From the “too long for a tweet” department:
I just finished Adam Wray‘s powerful Fashion REDEFined original article “With Great Power: Seth Matlins on how Advertising can Shift Culture for the Better.”
It’s about Seth Matlins‘ efforts to change how advertisements featuring too-skinny and Photoshopped models body shame girls and women (men too, by the way).
Here’s a useful except from Matlins:
This practice, these ads, cause and contribute to an array of mental health issues, emotional health issues, and physical health issues that include stress, anxiety, depression, self-harm, self-hate. At the most extreme end they contribute to eating disorders, which in turn contribute to the death of more people than any other known mental illness, at least domestically. What we know from the data is that as kids grow up, the more of these ads they see, the less they like themselves.
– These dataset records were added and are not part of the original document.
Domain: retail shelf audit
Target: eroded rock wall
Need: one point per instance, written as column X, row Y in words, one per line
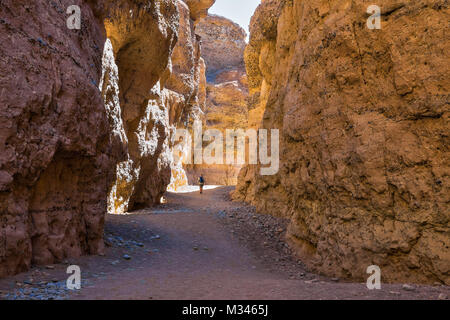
column 364, row 120
column 86, row 119
column 55, row 151
column 161, row 78
column 223, row 45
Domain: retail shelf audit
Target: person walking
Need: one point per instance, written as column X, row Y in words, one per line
column 201, row 183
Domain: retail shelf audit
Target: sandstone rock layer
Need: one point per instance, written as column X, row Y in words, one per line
column 87, row 118
column 364, row 120
column 226, row 91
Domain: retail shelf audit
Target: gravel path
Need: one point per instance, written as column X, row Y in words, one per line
column 197, row 247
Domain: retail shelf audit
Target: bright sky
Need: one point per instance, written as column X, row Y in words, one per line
column 240, row 11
What we know is 53% of 13-year-old girls are unhappy with their bodies. By the time they’re 17, 53% becomes 78%, so roughly a 50% increase. When they’re adults, 91% of women will not like themselves, will not like something about their bodies. Women on average have 13 thoughts of self-hate every single day. We know that these ads, and ads like these, have a causal and contributory effect because of pleas from the American Medical Association, the National Institute of Health, the Eating Disorder Coalition, and tens of thousands of doctors, mental and physical, educators, psychologists, health care providers, to say nothing of the governments of France, Israel, and Australia, who have urged advertisers to act on the links between what we consider deceptive and false ad practices and negative health consequences. And yet to date, by and large, and certainly at scale, nobody has.
I wish that the numbers in the second paragraph were stunning or surprising, but they aren’t. What they are, however, is infuriating.
My one critique of the article — and the reason for this short post — is that blame for this sort of body shaming doesn’t only lie with advertisers and marketers.
The entertainment industry also propagates unrealistic body images for females and males alike, and let’s not forget all the magazines and websites featuring photoshopped bodies on covers and internal pages.
It’s not just the ads.
As the father of a 15 year old girl and an 11 year old boy (a teen and a tween), I’m hyper-conscious of these images, but aside from trying (often vainly) to restrict their media access there’s only so much my wife and I can do.
So I celebrate Matlins’ efforts.
You don’t have to be a parent to find this article compelling, but if you ARE a parent, particularly to a teen girl, then this is required reading, folks. It’ll be on the final.
Along these lines, high up on my “to read this summer” list is Nancy Jo Sales’ American Girls: Social Media and the Secret Lives of Teenagers, although I’ll confess that I’m a bit afraid to read it, as I think I’ll feel the way I felt after seeing Schindler’s List for the first time.